Know all by these presents, that the undersigned
hereby constitutes and appoints each of William A.
Koertner and Gerald B. Engen, Jr. the undersigned's
true and lawful attorney-in-fact to:

(1) execute for and on behalf of the undersigned, in
the undersigned's capacity as a [director][executive
officer] of MYR Group Inc. (the "Company"), Forms 3, 4
and 5 in accordance with Section 16(a) of the
Securities Exchange Act of 1934 and the rules
thereunder;

(2) do and perform any and all acts for and on behalf
of the undersigned which may be necessary or desirable
to complete and execute any such Forms 3, 4 and 5,
complete and execute any amendment or amendments
thereto, and file such form with the United States
Securities and Exchange Commission and any stock
exchange or similar authority; and

(3) take any other action of any type whatsoever in
connection with the foregoing which, in the opinion of
such attorney-in-fact, may be of benefit to, in the
best interest of, or legally required by, the
undersigned, it being understood that the documents
executed by such attorney-in-fact on behalf of the
undersigned pursuant to this Power of Attorney shall
be in such form and shall contain such terms and
conditions as such attorney-in-fact may approve in
such attorney-in-fact's discretion.

The undersigned hereby grants to such attorney-in-fact
full power and authority to do and perform any and
every act and thing whatsoever requisite, necessary,
or proper to be done in the exercise of any of the
rights and powers herein granted, as fully to all
intents and purposes as the undersigned might or could
do if personally present, with full power of
substitution or revocation, hereby ratifying and
confirming all that such attorney-in-fact, or such
attorney-in-fact's substitute or substitutes, shall
lawfully do or cause to be done by virtue of this
power of attorney and the rights and powers herein
granted.  The undersigned acknowledges that the
foregoing attorney-in-fact, in serving in such
capacity at the request of the undersigned, is not
assuming, nor is the Company assuming, any of the
undersigned's responsibilities to comply with Section
16 of the Securities Exchange Act of 1934.

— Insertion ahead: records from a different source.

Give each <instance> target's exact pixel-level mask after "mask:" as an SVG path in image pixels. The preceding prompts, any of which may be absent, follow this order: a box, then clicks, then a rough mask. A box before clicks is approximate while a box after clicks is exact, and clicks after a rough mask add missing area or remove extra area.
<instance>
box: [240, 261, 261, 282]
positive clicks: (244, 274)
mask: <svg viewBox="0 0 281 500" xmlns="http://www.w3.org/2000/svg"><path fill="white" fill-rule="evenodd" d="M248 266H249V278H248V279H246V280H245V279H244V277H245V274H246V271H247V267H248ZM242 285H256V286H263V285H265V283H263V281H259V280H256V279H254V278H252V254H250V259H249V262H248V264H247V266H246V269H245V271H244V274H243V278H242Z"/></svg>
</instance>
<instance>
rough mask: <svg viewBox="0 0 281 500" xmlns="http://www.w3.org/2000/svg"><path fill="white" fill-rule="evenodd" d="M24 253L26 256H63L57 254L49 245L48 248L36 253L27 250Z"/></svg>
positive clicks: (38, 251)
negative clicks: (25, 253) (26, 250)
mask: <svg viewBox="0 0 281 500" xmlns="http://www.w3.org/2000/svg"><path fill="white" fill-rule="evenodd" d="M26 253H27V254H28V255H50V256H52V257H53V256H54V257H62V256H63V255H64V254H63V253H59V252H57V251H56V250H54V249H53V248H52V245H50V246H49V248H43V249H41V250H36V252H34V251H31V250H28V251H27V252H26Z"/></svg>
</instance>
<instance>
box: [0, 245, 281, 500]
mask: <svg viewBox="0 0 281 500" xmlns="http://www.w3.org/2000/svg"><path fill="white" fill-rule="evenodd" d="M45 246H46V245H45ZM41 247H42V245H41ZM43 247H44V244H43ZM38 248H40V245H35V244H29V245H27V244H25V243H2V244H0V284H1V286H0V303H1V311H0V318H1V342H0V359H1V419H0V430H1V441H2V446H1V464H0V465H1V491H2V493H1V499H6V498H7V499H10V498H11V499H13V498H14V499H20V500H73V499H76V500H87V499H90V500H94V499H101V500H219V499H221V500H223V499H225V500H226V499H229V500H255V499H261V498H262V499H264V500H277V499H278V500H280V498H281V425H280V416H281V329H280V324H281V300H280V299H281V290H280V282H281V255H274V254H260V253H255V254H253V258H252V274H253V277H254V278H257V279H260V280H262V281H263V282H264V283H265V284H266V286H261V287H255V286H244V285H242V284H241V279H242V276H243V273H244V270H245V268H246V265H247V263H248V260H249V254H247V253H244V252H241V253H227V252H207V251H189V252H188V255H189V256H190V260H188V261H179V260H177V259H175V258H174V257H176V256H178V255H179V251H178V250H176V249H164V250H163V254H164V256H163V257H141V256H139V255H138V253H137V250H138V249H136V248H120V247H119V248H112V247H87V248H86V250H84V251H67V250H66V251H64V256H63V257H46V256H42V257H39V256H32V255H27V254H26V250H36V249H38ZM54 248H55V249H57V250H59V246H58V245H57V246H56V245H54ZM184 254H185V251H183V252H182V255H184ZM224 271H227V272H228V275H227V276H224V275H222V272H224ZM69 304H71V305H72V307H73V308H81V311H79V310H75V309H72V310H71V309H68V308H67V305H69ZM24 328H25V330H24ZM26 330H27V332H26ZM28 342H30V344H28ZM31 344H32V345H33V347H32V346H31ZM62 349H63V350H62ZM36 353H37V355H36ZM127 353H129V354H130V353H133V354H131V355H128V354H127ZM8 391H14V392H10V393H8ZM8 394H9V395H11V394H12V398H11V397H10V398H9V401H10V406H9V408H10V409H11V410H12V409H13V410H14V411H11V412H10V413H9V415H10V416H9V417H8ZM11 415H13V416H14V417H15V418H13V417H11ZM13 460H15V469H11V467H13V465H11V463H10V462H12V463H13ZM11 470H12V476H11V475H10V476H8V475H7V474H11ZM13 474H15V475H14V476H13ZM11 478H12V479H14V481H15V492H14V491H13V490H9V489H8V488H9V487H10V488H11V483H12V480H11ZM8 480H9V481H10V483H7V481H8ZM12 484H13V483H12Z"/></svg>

This Power of Attorney shall remain in full force and
effect until the undersigned is no longer required to
file Forms 3, 4 and 5 with respect to the undersigned's
holdings of and transactions in securities issued by
the Company, unless earlier revoked by the undersigned
in a signed writing delivered to the foregoing
attorney-in-fact.

[Signature page follows]








IN WITNESS WHEREOF, the undersigned has caused this
Power of Attorney to be
executed as of this 13th day of July, 2010.